If you want to blow your mind on how easily somebody else's brain can pick up how you might happen to be feeling, even to the point of distinguishing 8 separate emotions, check out Matthew J. Hertenstein, Rachel Holmes, Margaret McCullough, Dacher Keltner; The Communication of Emotion via Touch. Emotion 2009, Vol. 9, No. 4, 566–573 [full text].

Also recommended: Living with Touch, by Alberto Gallace

Also recommended: Alberto Gallace, Charles Spence; The science of interpersonal touch: An overview. Neuroscience and Biobehavioral Reviews 34 (2010) 246–259

This is a review paper of nearly everything that has anything whatever to do with physical contact between humans. Glaringly absent from the paper is any mention of contact for therapeutic purpose. Not the authors fault - it's a review paper, and they reviewed whatever they could find. There ISN'T anything manual therapy-esque out there, for them to review, because no one in manual therapy thinks about or writes about it, yet, in any neuroscientifically scholarly manner for scholarly purposes. 

Not yet. 



Why is manual therapy not in this picture?
Source


Manual therapy is still lumbering along like a big dumb robot under the illusion that it physically "does" "stuff" to "stuff." Maybe after it grows up a bit more, it will be able to justify its existence by way of neural mechanisms instead. But it won't happen in my lifetime, probably. I'll likely not live to see people like Gallace and Spence include scholarly manual therapy input into any review of interpersonal touch. The problem from the other side is that manual therapy continues to not be interested in studies of interpersonal touch, possibly because it doesn't see itself reflected in them or by them. 

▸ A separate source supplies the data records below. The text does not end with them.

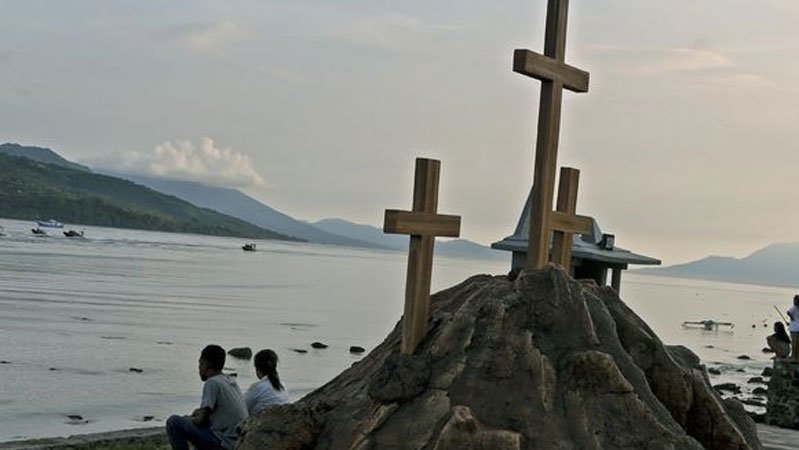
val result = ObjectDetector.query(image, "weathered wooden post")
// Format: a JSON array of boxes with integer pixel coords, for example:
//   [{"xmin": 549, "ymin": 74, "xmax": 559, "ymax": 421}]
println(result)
[
  {"xmin": 513, "ymin": 0, "xmax": 589, "ymax": 270},
  {"xmin": 552, "ymin": 167, "xmax": 593, "ymax": 273},
  {"xmin": 383, "ymin": 158, "xmax": 461, "ymax": 354}
]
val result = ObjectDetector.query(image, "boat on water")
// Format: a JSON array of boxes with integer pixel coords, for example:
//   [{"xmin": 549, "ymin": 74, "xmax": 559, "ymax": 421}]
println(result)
[
  {"xmin": 36, "ymin": 219, "xmax": 64, "ymax": 228},
  {"xmin": 682, "ymin": 319, "xmax": 735, "ymax": 331}
]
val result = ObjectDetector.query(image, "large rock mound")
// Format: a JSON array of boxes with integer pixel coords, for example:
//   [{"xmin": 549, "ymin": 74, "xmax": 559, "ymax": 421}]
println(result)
[{"xmin": 238, "ymin": 266, "xmax": 762, "ymax": 450}]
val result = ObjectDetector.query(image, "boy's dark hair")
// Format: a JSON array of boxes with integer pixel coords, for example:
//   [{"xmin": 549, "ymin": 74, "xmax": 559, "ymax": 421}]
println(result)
[
  {"xmin": 253, "ymin": 349, "xmax": 283, "ymax": 391},
  {"xmin": 200, "ymin": 344, "xmax": 225, "ymax": 372}
]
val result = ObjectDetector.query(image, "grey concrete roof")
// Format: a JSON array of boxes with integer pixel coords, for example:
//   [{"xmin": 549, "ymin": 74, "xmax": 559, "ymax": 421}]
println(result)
[{"xmin": 491, "ymin": 190, "xmax": 660, "ymax": 265}]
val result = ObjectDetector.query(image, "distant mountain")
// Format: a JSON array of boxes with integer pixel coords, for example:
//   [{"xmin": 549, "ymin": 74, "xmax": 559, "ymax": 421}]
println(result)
[
  {"xmin": 311, "ymin": 219, "xmax": 510, "ymax": 260},
  {"xmin": 112, "ymin": 173, "xmax": 386, "ymax": 248},
  {"xmin": 633, "ymin": 242, "xmax": 799, "ymax": 287},
  {"xmin": 0, "ymin": 152, "xmax": 296, "ymax": 240},
  {"xmin": 0, "ymin": 143, "xmax": 91, "ymax": 172}
]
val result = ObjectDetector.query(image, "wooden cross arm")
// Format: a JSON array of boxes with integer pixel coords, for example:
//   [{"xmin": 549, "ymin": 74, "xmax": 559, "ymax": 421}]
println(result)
[
  {"xmin": 552, "ymin": 211, "xmax": 594, "ymax": 234},
  {"xmin": 383, "ymin": 209, "xmax": 461, "ymax": 237},
  {"xmin": 513, "ymin": 50, "xmax": 590, "ymax": 92}
]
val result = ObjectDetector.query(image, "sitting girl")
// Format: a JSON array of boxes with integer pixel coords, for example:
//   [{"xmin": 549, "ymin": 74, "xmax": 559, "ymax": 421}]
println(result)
[
  {"xmin": 244, "ymin": 349, "xmax": 289, "ymax": 416},
  {"xmin": 766, "ymin": 322, "xmax": 791, "ymax": 358}
]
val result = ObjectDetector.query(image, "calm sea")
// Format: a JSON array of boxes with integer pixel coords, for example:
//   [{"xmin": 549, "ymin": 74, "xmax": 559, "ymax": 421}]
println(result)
[{"xmin": 0, "ymin": 220, "xmax": 794, "ymax": 441}]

Yeah, I know, I'm an oddball for concerning myself with matters like this. Who cares? I do! What a project though. Get neuroscience in under manual therapy. I must be crazy, right?
So be it. All I can do is complain about it, right now. 


Maybe someday things will change. I know Lorimer Moseley works hard, has madly laid groundwork, has taken on looking at pain, at least, from a neuroscientific perspective. Has published with several neuroscience people including Gallace and Spence. (See Moseley, GL, Gallace, A & Spence, C. (2008) Topical Review: Mirror Therapy: Is it all it is cracked up to be? Pain, 138(1) 7-10.)

So, faint rays of hope do shine through occasionally, into our self-made manual therapy dungeon of mesodoom. Even though there are wide heavy dark bars built from orthopaedic biomedicine, equally operative, third-person, equally deluded about "fixing" pain, by "fixing" tissue, or injecting it, or needling it, or ... oh, don't get me started, or I'll get off track over this. We'll be back to Skin as a Social Organ next time. 

Cheers. 











1 comment:

Mark Hollis said...

'Get neuroscience in under manual therapy.' or even crazier 'Get manaul therapy in under neuroscience' and out or at least shared with the auspices of biomechanics.